See the “Going Multidimensional: The Self-Healing Cube” section in https://blog.ethereum.org/2014/08/16/secret-sharing-erasure-coding-guide-aspiring-dropbox-decentralizer/.

The fraud proofs consist of a single row or column, but that doesn’t mean you have to sample from every single one. Even if an entire single row is missing, you can recompute it from the columns.

MaxC · March 28, 2018, 11:28am

Thanks for sharing. That is very interesting but you’d still need root(n) columns to reconstruct the row, so wouldn’t the fraud proof still have O(n) size?

Might be possible with crypto-economics- i.e. I claim that the values in m=root(n) columns are x_1...x_m, which forces a row to be some value, s. Then the erasure code creator can challenge any one of these claims, say x_1 wlg. In the event of a challenge, I have to then produce the signed merkle root for values y_1 ...y_m producing x_1?

This process can go on and on until termination. The question is how many rounds would be needed on average.

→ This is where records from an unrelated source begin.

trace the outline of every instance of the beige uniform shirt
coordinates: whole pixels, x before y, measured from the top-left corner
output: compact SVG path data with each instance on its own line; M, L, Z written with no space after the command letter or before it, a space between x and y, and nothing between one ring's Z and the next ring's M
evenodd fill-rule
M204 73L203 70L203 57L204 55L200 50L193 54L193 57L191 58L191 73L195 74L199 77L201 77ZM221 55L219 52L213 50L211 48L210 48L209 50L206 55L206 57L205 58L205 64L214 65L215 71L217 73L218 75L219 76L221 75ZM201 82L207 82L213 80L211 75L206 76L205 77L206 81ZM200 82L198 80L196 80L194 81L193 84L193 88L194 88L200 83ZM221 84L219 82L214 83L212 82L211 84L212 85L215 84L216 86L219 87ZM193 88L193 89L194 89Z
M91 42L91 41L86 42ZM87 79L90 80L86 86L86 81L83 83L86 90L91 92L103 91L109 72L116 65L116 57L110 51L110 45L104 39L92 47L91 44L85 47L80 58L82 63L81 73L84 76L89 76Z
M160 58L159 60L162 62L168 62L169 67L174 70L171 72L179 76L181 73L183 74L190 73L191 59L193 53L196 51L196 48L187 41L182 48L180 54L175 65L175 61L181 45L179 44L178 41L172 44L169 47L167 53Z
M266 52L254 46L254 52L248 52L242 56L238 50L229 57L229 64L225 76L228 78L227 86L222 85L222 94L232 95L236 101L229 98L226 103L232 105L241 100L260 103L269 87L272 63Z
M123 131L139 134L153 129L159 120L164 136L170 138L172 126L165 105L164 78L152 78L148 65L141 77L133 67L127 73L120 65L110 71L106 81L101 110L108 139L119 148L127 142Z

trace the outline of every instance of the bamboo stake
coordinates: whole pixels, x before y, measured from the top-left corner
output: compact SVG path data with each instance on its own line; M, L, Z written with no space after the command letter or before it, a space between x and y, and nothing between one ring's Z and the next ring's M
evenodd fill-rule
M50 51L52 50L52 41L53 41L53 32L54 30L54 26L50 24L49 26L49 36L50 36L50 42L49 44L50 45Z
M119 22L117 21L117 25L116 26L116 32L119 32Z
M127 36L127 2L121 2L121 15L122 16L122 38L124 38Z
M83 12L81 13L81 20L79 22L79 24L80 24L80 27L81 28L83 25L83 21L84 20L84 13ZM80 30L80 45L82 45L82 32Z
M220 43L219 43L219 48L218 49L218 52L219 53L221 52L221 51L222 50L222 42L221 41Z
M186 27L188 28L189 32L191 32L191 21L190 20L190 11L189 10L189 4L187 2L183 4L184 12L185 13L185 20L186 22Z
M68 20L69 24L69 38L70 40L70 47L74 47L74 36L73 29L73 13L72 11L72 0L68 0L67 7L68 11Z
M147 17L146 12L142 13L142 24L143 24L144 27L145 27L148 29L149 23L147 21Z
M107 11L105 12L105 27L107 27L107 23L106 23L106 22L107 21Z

musalbas · March 28, 2018, 11:40am

Good question, if an entire row is missing, I’m not sure how you’d construct a fraud proof to show that a specific row is inconsistent with its merkle root, without having to show all of the columns in the fraud proof so the light client can reconstruct that row for themselves.

MaxC · March 28, 2018, 11:41am

Should be possible crypto-economically, but would like to look into it more in depth.

musalbas · March 28, 2018, 11:52am

Oh actually, it’s quite simple. If an entire row is missing, the fraud proof consists of M merkle proofs of the missing chunks of the rows recomputed from the columns, from the column merkle roots. The light client then computes the whole row from these column merkle proofs, and checks to see if it matches the given merkle root of the row. There’s quite an overhead for having to provide a merkle proof for every chunk, though.

You could also make it so that when a client randomly samples an (x, y) chunk in a square, they must receive a merkle proof from both the column and row roots, which makes inconsistencies between rows and columns more difficult to get away with.